The Difference Between Crosstabs and Pivot Tables

Crosstabs and pivot tables are both useful ways to analyze data, and they may even appear identical at a glance. Both feature rows and columns of data in a tabular format, providing select details and totals as desired. Despite their obvious similarities, however, the two also have some very obvious differences. Pivot tables generally offer a batch of added benefits and features that may not be available with crosstabs. 

Crosstab Explained

Let’s say you wanted to review sales made by your associates over the first three months of the year. Crosstab software could help you set up a table that looked something like this:

Month Andy Barb Cleo TOTAL
Jan. 58 211 91 360
Feb. 22 17 72 111
Mar. 100 99 43 242
TOTAL 180 327 206 713

 

Crosstabs let you quickly compare, contrast and otherwise assess sales activity based on the variables you chose. In this case, you decided to look at a month-by-month breakdown of sales by your three associates.
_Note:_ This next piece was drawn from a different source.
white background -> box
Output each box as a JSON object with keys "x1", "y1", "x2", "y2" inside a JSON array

But now let’s say you wanted to more deeply analyze the data, looking at a breakdown of sales based on the region and products sold. If you wanted to generate crosstab reports for this data, you would need to go back to the drawing board in your crosstab software to generate new reports with new variables to showcase the new data you wanted to view.

With pivot tables, you could perform such actions right on the table itself.

Pivot Tables Explained

While pivot tables may display the same data as crosstabs can, pivot tables let you drag, drop and otherwise rearrange data to create additional reports right on the spot. If you had created the original sales chart using a pivot table, you would be privy to drill-down and other features that let you look deeper into the data.

If the above chart were a pivot table, you could:

  • Drill down into each month’s sales total to see which products were sold, then create a report showcasing the month and products sold
  • Drill down into each person’s sales total to see which products were sold, then create a report showcasing the person and products sold
  • Filter any of your created reports based on any of the available data
  • Add or remove fields on an existing report, as long as the field is available in your source data
  • Change computations, formats or appearances of the report
  • Create a pivot chart, which is a graphical representation of the pivot table data, with options that include bar charts, scatter charts, line charts and others

A single pivot table provides the foundation for any number of different ways of looking at the available data, all by simply manipulating the table as desired. While some crosstab software may provide advanced features in crosstab reports, pivot tables still tend to come packed with a greater number capabilities.

Due to their similar appearance, crosstabs and pivot tables are often referred to as the same thing. While they do have obvious differences, both can be powerful tools for providing deeper insights into your existing data.